The Ons Jabeur Academy is another way the three-time grand slam finalist hopes to affect change and make a difference.
Set to open at HCT – Academy City Campus in Dubai before the end of the month, Jabeur’s tennis academy has been a dream of hers since she was a little girl, before she even fully understood what the word ‘academy’ meant.
Jabeur wants to create a place with a family-like atmosphere, and wants to build a system that values individuality, one that can be tailored for each kid, based on their own set of skills, without imposing a specific playing style on them. She plans on being present as much as she can at the academy.
“Maybe it's a way for me to find the joy again on the court, because seeing the innocence of the kids, there's nothing better than that,” she said. “Maybe it will make me remember when I was younger, how I was having fun.

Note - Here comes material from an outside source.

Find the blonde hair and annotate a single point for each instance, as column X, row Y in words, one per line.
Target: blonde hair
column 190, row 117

I want to share this with the kids. I want to be there. I want to train there with them and see how it goes.”
While she hasn’t set a return date yet, Jabeur believes when she does eventually come back to the tennis tour, she can recapture the form that helped her reach two Wimbledon finals and become the highest-ranked African woman in tennis history.
“I think the belief is there, but I think what changed is, even if I don't [get back to where I was], I won't put that much pressure on myself,” she explained.
“For me, the most important thing is that I'm gonna go there, I'm gonna try, I'm gonna be happier on the court, and if it happens, then I know I have tried everything in my power to achieve that. I took a break, I took care of myself, I trained hard to come back, and then I'm playing tournaments. If after that it doesn't happen, then I guess it's not meant to be.”